Oral Exercise.—Examine the paragraphs by Hawthorne ([p. 106]), Macaulay, Webster, Huxley ([pp. 107-8]) to see whether the sentences are units in substance. Note also the different effects produced by long and short sentences.

III. A. Unity of Substance by Keeping to the Point.—In a hastily written manuscript will often be found unlike ideas joined together in one sentence. Some persons are worse than others in this matter, but everybody, in composing rapidly, is liable to the fault. It is amusingly easy to fly off at a tangent, if the parts of the paragraph have not been properly thought out. The mind often works erratically; it is pursuing a given idea when some word used suggests a different line of thinking and the train is switched off its track.

Cardinal Newman once wrote a burlesque of this scatter-brained kind of writing.
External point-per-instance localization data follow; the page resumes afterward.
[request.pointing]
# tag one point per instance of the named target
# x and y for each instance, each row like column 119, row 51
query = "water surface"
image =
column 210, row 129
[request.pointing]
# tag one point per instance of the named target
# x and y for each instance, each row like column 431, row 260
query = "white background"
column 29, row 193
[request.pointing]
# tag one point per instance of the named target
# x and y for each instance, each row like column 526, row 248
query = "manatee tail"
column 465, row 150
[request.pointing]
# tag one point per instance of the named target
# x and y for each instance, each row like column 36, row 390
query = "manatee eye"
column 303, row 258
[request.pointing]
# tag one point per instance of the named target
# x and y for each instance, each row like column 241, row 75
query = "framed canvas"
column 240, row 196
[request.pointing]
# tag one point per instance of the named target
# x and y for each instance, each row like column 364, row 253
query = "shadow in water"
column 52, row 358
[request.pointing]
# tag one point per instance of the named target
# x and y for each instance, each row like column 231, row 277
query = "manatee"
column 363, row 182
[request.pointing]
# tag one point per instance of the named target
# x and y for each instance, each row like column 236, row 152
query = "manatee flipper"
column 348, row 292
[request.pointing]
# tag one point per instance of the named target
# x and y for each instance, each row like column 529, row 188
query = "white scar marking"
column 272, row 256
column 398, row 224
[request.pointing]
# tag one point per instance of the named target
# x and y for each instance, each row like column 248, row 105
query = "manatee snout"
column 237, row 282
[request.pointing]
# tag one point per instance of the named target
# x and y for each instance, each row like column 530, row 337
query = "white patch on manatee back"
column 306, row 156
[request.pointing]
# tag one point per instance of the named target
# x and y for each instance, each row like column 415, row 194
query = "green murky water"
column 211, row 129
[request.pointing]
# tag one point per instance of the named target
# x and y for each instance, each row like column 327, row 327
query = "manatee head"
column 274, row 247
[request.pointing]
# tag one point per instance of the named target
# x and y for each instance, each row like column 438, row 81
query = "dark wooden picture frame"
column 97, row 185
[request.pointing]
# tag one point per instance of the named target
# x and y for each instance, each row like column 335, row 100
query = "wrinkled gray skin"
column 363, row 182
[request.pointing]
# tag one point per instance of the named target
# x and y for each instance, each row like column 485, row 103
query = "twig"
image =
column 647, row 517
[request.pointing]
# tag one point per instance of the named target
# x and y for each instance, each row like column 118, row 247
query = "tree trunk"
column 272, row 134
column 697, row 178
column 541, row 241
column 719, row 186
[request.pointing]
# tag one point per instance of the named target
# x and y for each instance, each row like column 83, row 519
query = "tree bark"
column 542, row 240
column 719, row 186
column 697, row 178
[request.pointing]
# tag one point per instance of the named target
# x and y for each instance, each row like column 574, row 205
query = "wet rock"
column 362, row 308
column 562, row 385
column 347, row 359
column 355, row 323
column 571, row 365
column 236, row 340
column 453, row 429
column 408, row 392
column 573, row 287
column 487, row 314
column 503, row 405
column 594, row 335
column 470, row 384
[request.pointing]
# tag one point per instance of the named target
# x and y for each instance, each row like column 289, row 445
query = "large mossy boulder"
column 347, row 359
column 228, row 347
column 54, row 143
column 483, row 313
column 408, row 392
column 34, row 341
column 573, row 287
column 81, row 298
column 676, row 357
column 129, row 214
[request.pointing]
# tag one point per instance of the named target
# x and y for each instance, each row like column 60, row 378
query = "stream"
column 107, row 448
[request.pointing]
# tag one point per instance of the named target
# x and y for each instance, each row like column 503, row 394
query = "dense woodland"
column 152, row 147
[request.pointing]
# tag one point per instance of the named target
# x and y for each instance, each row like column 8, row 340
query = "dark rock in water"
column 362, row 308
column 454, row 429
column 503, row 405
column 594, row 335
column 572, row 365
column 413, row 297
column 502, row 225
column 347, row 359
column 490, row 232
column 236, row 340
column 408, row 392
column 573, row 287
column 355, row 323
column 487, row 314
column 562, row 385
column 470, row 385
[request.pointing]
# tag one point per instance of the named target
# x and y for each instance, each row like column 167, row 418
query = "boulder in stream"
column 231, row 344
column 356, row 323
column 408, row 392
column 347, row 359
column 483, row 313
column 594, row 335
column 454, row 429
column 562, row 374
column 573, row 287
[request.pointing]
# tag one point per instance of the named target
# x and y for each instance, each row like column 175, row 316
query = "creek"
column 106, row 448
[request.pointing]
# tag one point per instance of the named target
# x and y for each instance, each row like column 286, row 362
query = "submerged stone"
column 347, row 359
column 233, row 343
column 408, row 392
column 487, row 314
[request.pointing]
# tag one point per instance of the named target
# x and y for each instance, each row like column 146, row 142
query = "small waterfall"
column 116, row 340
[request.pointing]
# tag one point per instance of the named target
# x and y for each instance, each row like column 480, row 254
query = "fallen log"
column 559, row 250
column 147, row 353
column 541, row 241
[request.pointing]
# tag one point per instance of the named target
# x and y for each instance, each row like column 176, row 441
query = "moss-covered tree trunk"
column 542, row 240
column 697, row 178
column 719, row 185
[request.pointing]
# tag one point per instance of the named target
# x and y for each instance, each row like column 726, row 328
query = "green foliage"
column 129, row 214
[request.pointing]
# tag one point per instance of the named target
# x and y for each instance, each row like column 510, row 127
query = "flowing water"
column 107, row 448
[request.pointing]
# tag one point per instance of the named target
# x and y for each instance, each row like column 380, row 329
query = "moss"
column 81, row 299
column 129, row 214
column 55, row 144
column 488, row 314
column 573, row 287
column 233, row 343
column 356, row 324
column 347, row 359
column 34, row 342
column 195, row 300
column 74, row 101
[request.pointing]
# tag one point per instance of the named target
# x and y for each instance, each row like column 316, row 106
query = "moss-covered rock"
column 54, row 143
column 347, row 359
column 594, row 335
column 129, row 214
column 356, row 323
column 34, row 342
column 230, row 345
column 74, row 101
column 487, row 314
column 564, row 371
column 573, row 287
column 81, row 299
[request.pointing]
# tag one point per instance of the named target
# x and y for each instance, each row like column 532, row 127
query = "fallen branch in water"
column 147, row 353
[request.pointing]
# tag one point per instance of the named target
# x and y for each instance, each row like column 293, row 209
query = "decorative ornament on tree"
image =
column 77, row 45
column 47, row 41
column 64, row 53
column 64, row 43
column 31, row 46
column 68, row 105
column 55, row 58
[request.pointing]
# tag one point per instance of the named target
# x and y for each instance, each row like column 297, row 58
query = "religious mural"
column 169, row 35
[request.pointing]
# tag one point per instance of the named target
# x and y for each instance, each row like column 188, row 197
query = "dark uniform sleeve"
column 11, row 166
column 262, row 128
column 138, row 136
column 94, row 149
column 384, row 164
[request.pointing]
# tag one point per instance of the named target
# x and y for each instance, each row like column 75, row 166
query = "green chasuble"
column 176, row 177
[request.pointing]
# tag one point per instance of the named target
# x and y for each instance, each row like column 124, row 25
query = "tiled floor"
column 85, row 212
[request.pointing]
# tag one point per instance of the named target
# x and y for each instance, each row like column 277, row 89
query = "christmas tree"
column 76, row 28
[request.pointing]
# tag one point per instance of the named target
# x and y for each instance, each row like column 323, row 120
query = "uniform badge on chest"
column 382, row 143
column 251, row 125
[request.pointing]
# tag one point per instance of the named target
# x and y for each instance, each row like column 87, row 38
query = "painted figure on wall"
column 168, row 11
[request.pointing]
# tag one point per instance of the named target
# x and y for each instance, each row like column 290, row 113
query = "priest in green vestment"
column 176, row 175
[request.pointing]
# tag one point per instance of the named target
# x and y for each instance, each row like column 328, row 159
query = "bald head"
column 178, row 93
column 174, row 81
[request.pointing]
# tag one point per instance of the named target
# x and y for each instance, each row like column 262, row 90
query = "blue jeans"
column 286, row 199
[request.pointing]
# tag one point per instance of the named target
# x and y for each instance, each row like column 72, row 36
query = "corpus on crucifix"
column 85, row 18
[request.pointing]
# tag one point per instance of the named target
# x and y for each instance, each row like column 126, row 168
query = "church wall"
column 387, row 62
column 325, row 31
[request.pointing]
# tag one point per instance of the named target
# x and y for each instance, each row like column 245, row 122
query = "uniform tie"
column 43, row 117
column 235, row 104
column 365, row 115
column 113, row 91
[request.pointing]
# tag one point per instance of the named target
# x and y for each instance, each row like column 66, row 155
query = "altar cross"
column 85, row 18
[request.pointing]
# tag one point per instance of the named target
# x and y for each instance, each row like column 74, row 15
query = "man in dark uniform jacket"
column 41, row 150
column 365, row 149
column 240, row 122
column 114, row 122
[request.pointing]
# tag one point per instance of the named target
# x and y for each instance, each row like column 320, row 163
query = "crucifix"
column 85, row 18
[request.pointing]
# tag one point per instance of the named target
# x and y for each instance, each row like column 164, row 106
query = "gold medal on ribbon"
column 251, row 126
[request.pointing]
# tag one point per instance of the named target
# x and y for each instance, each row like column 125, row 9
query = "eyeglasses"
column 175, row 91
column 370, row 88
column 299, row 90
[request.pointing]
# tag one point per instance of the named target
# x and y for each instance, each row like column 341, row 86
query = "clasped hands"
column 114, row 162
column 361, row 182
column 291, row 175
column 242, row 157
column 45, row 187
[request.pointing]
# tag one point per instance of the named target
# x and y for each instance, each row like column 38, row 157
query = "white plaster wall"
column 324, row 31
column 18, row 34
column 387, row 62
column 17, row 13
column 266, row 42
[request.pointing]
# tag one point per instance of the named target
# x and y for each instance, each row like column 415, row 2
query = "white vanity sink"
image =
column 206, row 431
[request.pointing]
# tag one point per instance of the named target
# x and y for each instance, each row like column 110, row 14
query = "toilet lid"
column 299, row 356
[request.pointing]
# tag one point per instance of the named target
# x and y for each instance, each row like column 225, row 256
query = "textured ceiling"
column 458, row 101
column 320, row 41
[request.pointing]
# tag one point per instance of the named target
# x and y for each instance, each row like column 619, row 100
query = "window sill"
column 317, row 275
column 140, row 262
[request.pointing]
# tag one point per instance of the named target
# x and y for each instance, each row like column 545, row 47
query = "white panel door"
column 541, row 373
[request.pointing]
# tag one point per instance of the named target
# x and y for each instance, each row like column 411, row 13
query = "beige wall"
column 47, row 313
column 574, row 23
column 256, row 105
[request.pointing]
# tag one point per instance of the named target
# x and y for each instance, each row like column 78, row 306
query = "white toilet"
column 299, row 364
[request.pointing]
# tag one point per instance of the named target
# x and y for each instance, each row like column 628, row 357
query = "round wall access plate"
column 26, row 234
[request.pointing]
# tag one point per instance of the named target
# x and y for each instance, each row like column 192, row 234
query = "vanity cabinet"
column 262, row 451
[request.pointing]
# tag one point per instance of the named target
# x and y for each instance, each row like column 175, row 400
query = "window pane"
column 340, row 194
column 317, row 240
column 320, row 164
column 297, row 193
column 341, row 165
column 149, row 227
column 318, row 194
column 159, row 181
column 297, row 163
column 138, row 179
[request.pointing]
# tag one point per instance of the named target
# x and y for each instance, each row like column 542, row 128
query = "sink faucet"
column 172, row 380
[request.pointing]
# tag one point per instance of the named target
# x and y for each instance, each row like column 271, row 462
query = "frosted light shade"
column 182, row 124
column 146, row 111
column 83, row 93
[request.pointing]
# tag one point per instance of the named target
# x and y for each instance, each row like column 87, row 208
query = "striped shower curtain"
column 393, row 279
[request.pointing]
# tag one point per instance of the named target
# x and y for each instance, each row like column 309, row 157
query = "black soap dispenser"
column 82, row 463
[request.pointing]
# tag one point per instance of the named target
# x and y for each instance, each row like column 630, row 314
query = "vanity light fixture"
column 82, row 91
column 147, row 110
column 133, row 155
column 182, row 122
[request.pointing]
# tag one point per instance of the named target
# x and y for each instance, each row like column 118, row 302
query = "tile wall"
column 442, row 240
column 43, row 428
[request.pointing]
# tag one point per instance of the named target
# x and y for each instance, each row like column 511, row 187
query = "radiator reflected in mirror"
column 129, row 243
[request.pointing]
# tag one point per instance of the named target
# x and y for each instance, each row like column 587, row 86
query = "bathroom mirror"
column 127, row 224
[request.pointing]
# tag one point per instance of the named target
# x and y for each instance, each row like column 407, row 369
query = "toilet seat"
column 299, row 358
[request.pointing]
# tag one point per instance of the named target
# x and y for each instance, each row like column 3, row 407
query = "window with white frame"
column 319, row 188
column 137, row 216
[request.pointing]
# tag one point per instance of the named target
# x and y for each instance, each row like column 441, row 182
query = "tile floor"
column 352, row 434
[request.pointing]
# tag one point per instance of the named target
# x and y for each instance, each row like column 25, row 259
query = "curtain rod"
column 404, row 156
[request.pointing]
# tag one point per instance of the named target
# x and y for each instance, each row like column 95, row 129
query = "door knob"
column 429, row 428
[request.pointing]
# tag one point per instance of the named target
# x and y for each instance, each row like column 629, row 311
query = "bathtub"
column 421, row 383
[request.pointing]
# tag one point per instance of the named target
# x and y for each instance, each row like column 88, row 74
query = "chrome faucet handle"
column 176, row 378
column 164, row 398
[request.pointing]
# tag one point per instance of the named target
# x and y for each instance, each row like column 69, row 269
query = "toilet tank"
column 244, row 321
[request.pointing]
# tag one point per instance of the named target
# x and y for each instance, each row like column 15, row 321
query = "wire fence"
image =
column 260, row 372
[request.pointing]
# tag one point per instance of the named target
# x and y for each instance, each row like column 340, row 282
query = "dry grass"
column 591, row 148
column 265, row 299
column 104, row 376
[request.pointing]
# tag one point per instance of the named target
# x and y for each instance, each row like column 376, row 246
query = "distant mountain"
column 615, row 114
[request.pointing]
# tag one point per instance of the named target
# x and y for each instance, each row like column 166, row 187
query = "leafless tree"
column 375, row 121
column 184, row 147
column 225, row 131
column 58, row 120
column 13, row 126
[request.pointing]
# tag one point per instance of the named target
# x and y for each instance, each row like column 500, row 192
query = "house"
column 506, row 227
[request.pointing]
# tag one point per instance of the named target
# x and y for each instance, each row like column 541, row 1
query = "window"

He pretends that the lad is writing a theme on the topic, “Fortune favors the brave.” In the midst of it the boy says:—

Napoleon, too, shows us how little we can rely on fortune; but his faults, great as they were, are being redeemed by his nephew, Louis Napoleon, who has shown himself very different from what was expected, though he has never explained how he came to swear to the constitution, and then mounted the imperial throne.